Shop Til You Drop closing
Bauer announced Monday that Shop Til You Drop is to close. I am grateful for the opportunity to be interviewed by Crikey for this story. It covers the topic well:
Closure of Shop Til You Drop signals ongoing crisis for Aussie mags
EMILY WATKINS
Crikey media reporterThe long death march of print is continuing with the closure of fashion mag Shop Til You Dropannounced by Bauer Media yesterday. Just over a year ago, Bauer was still insisting the magazine would not fold, despite closing its website in December 2015. It’s just the latest in a slew of closures both for Bauer and publishers generally across the industry.
Director of newsagency marketing group NewsXpress, Mark Fletcher, told Crikey the news of the closure was not surprising to newsagents around the county.
“Magazine closures are something that have become commonplace,” he said. “We are not getting destination traffic for a title anymore in the newsagencies.”
Fletcher went on to say that the high-volume weekly and monthly titles were the most vulnerable.
“The special interest titles are strong and are doing well because they have their own communities,” he said. “But the sorts of things I’m able to read in (the weekly and monthly) magazines, I can get much better content and more diversity of content online … Why am I going to buy a magazine for this?”
Media analyst Steve Allen said Bauer’s Australian CEO, Nick Chan, is likely to make more cuts to make to the business’s magazine titles.
“He’s been given a very clear direction from the German owners — every masthead’s being looked at and those that aren’t profitable will be closed,” Allen said. “I think there will be more, but we think they’re getting to the end of this clean up.”
Allen believes the titles now most at risk would be motoring magazines, like Wheels.
“A lot of people who are buying motor vehicles now will get roadtest information online, they don’t need to buy these magazines anymore,” he said. “They used to be very important.”
Allen told Crikey that once the motoring manufacturers realised that consumers were no longer relying on reviews in the magazines, they vastly reduced their advertising.
“They always had a difficult relationship with these titles because they couldn’t control them.

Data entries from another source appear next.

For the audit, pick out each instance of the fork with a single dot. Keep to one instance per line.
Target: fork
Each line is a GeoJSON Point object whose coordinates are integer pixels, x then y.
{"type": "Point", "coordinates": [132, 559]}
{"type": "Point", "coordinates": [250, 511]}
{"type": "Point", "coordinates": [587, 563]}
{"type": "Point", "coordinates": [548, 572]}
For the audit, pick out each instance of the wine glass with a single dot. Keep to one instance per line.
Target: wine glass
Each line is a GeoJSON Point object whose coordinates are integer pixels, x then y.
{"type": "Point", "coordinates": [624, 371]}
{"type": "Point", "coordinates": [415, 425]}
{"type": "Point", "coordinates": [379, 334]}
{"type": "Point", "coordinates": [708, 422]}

When they started to drop in circulation, about seven to 10 years ago, a lot of the manufacturers decided they didn’t need to advertise in them anymore,” he said.
It’s been a bad year or so for print editions of Aussie mags. Bauer closed Cleo magazine in February last year, and Dolly’s print edition was axed in December. Back in October, Bauer Media also sold off five adventure titles and their websites.
And the closures aren’t limited to Bauer — Pacific Magazines’ FAMOUS closed in April last year, and Australian Property Investor closed in December.
Newsagents are dealing with the lack of traffic by diversifying their businesses. Fletcher said that, for most, this has meant reducing the space in their shops dedicated to magazines by up to 40 per cent over the past 18 months or so. He said one newsagent he’d spoken with today had, over the last 12 months, culled the 1,400 magazine titles he once stocked down to 600.
Now before magazine publishers call and ask me to not talk down the category, the numbers are the numbers. We retailers need to run our business pursuing the best return on space and labour possible. The 25% GP sets us up to watch what happens with magazines more carefully than growing product categories from which we can get 50% GP and more.
I think magazines have an excellent role in our businesses. Niche magazines, more mainstream special interest titles and magazines with content people want in print form, content they can trust.
Shop Til You Drop has been dropped not because it is a bad titles, but, rather, because the economic model on which it was based has fundamentally changed thanks to technology and direct designer / manufacturer relationships with consumers.